# Practical 5: Spatial operations

So far, the practicals have been introducing you to some of the key concepts of spatial data and some of the basic steps of properly handling things like CRS and measuring distance. This practical will start to shift more to providing you with a set of "tools" and when you might want to use them for analyses. This practical will cover topics in spatial operations that will involve geometric manipulations as well as (and in combination with) non-spatial data operations. 

Rather than dealing with relatively simple datasets as in the earlier practicals, this practical will also introduce a set of real-world datasets that you will be working with for the remainder of the workshop. This will give you some practice with a real workflow of loading, cleaning, joining up datasets. 
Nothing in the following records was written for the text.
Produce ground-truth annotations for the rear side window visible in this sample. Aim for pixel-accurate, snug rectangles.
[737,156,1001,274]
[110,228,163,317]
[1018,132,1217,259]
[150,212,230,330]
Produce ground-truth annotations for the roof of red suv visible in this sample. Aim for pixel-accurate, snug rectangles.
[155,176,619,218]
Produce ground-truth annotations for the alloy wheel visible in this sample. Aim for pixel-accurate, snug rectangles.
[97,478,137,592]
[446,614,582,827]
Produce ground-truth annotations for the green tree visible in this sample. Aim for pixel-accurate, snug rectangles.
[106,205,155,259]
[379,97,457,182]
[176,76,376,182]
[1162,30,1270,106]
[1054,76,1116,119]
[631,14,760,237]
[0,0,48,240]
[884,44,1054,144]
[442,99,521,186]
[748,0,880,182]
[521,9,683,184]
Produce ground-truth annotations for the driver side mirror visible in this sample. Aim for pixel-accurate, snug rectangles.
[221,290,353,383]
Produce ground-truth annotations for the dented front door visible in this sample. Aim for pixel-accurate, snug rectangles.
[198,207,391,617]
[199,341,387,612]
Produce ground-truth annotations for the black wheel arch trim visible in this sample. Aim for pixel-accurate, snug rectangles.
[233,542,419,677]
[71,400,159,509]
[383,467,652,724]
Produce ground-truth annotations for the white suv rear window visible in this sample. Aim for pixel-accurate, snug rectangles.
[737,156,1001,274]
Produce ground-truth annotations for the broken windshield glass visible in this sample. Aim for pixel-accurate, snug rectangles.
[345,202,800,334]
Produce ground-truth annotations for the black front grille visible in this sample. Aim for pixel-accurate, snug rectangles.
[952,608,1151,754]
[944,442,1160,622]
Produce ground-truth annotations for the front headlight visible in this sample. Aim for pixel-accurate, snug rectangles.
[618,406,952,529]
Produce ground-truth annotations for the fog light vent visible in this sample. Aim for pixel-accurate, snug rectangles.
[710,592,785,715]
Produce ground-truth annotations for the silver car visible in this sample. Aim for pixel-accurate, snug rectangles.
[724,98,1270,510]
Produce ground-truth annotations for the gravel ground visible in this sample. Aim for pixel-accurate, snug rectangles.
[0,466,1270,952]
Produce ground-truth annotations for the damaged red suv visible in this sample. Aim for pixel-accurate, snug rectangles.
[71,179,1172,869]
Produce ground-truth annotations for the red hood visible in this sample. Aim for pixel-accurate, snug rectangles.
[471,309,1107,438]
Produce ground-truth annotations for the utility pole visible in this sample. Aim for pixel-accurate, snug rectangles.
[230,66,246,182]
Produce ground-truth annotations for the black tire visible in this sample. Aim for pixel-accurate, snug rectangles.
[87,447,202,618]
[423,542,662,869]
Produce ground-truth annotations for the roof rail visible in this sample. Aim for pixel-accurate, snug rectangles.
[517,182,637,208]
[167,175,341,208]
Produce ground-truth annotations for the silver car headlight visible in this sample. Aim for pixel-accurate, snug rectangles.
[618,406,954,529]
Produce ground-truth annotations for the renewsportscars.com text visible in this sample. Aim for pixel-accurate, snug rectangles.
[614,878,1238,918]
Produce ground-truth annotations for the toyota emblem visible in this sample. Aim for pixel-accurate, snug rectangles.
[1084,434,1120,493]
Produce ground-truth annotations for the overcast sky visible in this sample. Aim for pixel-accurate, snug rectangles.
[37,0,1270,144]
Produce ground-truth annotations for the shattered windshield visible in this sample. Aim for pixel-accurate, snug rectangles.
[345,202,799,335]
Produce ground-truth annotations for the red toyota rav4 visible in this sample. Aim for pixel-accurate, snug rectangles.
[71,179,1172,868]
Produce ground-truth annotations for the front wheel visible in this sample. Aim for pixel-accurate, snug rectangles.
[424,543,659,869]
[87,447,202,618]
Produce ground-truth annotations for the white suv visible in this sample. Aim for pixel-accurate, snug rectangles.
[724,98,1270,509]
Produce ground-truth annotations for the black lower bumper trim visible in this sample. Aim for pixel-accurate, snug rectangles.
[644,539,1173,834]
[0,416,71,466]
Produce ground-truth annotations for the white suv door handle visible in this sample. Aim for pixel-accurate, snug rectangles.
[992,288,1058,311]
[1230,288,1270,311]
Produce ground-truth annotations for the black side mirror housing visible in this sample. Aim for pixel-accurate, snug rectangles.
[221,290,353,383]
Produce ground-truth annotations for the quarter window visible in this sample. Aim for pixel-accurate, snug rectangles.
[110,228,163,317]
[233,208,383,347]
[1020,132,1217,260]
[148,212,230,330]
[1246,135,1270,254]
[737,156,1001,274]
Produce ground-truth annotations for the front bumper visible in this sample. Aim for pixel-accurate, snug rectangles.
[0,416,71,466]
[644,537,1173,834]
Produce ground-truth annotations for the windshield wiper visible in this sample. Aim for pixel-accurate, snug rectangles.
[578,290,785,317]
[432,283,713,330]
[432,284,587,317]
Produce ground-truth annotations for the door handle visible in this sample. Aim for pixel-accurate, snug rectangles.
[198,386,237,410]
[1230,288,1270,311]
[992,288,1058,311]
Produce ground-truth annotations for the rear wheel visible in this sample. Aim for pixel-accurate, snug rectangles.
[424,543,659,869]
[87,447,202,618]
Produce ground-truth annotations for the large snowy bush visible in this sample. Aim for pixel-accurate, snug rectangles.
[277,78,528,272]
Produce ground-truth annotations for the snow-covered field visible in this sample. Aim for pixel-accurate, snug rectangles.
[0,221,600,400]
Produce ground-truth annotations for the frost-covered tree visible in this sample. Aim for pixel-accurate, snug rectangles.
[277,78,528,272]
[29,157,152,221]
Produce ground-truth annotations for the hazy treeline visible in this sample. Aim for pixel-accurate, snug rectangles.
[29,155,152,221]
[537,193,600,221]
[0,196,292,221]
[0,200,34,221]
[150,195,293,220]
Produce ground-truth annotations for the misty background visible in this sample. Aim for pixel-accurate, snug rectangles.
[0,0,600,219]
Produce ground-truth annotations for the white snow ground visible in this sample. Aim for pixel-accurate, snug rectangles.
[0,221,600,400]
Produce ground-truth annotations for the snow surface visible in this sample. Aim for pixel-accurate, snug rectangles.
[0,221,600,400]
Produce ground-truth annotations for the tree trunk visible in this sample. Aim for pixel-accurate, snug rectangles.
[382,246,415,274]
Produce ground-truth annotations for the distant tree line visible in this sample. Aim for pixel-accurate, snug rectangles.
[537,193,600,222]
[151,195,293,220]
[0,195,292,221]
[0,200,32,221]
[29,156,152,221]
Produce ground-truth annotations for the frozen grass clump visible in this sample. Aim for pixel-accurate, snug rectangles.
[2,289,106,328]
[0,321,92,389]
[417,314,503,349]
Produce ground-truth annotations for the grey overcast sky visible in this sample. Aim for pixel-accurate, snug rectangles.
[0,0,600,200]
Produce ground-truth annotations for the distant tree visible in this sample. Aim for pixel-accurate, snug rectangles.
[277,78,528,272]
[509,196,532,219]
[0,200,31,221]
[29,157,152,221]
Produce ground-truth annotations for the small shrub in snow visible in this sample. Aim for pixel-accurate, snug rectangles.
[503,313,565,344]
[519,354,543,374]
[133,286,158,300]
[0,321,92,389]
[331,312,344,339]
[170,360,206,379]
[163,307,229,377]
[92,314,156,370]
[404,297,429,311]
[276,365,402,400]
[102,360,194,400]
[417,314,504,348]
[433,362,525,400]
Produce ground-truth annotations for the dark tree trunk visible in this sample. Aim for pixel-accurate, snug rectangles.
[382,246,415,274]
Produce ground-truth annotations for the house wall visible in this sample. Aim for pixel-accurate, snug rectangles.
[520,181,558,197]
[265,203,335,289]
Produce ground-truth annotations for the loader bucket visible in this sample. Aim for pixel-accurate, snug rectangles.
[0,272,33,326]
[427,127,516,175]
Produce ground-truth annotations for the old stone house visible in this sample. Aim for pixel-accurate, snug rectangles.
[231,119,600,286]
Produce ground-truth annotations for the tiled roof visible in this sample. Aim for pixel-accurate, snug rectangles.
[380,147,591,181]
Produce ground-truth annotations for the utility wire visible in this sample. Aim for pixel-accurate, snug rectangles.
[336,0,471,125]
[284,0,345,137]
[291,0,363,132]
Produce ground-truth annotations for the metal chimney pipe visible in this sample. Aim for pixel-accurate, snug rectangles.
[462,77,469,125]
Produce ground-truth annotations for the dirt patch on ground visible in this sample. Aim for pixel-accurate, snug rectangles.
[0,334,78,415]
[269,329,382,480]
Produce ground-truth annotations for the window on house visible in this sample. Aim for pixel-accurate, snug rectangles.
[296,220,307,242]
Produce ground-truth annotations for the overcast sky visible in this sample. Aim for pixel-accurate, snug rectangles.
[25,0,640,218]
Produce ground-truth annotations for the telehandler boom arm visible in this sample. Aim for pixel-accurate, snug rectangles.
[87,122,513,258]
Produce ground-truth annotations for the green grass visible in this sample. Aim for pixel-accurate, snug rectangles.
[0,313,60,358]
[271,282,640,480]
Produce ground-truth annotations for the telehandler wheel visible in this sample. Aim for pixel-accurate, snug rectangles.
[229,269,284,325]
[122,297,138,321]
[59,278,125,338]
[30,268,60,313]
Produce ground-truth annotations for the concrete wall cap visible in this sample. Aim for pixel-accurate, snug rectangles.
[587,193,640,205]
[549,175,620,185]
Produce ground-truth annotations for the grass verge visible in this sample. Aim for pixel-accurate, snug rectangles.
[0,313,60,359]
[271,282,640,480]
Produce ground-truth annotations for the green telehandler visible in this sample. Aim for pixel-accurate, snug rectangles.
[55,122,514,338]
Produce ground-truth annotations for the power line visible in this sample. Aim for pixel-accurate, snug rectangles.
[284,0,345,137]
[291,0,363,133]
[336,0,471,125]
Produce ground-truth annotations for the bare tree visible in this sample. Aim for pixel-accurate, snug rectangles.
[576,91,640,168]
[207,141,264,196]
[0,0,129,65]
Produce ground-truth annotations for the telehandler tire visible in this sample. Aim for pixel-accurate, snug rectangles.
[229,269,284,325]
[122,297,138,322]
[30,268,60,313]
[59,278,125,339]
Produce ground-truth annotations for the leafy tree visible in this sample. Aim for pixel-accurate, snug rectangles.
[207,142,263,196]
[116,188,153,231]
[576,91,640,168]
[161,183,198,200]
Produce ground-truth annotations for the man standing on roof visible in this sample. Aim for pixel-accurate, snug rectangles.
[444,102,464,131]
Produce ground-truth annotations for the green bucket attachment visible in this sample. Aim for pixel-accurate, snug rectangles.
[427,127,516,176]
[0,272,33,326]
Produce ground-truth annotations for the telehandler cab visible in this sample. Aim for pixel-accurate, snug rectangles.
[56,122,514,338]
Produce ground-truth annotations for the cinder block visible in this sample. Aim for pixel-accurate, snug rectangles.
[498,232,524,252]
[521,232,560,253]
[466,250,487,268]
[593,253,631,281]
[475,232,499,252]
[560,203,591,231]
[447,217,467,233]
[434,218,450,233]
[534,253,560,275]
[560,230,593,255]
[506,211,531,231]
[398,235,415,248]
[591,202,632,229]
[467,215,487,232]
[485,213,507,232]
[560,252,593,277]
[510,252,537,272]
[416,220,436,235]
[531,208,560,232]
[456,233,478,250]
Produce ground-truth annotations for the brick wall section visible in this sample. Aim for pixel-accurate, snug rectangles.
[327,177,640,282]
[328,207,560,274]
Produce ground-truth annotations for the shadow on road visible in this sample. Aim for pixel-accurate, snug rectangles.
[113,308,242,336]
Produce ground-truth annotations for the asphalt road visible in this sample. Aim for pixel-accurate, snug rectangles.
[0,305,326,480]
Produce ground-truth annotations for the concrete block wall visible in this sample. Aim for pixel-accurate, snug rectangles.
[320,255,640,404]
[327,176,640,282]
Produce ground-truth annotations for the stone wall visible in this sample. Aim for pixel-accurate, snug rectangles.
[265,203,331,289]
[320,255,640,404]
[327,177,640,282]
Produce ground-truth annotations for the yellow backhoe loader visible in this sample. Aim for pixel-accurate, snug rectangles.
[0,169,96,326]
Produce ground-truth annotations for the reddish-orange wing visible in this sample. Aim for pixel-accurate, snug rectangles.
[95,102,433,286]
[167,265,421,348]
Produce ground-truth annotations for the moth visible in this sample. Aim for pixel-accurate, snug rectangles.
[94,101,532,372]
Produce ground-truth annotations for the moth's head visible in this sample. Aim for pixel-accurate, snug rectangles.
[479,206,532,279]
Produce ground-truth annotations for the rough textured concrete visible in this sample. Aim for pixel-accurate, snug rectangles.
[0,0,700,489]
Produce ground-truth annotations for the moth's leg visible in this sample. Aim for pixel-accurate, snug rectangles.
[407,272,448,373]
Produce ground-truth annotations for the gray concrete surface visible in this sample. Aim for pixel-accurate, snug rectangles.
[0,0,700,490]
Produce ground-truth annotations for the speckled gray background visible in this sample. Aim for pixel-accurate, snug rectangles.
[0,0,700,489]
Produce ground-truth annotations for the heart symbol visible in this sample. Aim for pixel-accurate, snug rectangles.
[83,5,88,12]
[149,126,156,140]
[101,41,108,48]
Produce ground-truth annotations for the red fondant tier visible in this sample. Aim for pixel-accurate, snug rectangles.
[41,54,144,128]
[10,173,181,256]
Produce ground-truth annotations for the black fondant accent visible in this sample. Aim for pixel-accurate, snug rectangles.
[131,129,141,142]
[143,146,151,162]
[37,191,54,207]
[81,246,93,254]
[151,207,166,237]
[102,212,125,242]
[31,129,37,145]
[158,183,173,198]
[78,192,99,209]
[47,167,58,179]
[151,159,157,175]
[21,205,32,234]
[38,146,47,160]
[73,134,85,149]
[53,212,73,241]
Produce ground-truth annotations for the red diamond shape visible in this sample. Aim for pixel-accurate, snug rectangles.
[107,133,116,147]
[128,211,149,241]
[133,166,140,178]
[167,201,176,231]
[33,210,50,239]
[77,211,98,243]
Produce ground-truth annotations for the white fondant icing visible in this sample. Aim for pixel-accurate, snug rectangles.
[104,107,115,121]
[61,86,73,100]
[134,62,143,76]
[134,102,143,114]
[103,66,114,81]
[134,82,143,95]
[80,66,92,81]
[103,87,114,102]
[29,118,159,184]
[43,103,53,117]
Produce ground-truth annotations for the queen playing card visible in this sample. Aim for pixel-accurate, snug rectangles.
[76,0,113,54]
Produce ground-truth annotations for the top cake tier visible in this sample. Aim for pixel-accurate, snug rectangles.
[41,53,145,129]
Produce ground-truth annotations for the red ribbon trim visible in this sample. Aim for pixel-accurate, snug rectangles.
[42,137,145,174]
The objectives of this lesson are to:
* understand different overlay operations and spatial relationships
* carry out gemetric manipulations such as creating buffers, centroids, intersections
* be able to join, select, aggregate, and dissolve GeoDataFrames
* start creating more sophisticated maps and plots


In [None]:
# load the package
import geopandas as gpd
import matplotlib.pyplot as plt

## Southampton datasets

I have assembled a few interesting datasets for Southampton (we won't use all in this practical). The data are located in the `/data` directory of the workshop materials folder. These files inclulde:
* locations of fast food restaurants, convenience stores, and supermarkets
* an [index of local deprivation](https://www.gov.uk/government/statistics/english-indices-of-deprivation-2019)
* census boundaries and data on recent population

## Loading data

Let's start by loading a dataset of census "Output Areas" (OAs). The OA is the smallest unit of population geography for the census in the UK. I've already created a subset of the national dataset. This will define our Southampton study area.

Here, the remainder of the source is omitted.